Micro and macro economic factors affecting Investment
Macro economics factors is the field of economics that studies the behavior of economy as a whole and not on just specific companies , but entire industries and economies.
Micro economic factors closely integrated to the company performance. It is the
study of decisions that people and businesses make regarding the allocation of
resources and prices of goods and services. This means also taking into account
taxes and regulations created by governments. Microeconomics focuses on supply
and demand and other forces that determine the price levels seen in the
economy. For example, microeconomics would look at how a specific company could
maximize it's production and capacity so it could lower prices.
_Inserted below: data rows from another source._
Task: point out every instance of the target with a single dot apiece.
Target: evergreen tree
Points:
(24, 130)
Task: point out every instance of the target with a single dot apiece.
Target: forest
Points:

An investor should have well awareness about the performance of the company. Micro economics tightly connect with the product, cost and demand in the market, that should affect the company and profit to a great extend. Company sales growth, cost of sales,
capital allocation, debt increase or decrease, market monopoly all covering
under micro economic.
As a value investor, keep avoiding the macro economic factors because it
does have nothing to do for us. Keep an eye on such events to get best business
in a best price. It is clearly a temporary behavior and would change back to
normal.
Any changes
in micro economic factors affect to the root of a company and its performance.
As a value investor, it is advisable to keep track on a company on the basis of
influential micro economic factors like what legend investor Warren Buffet does.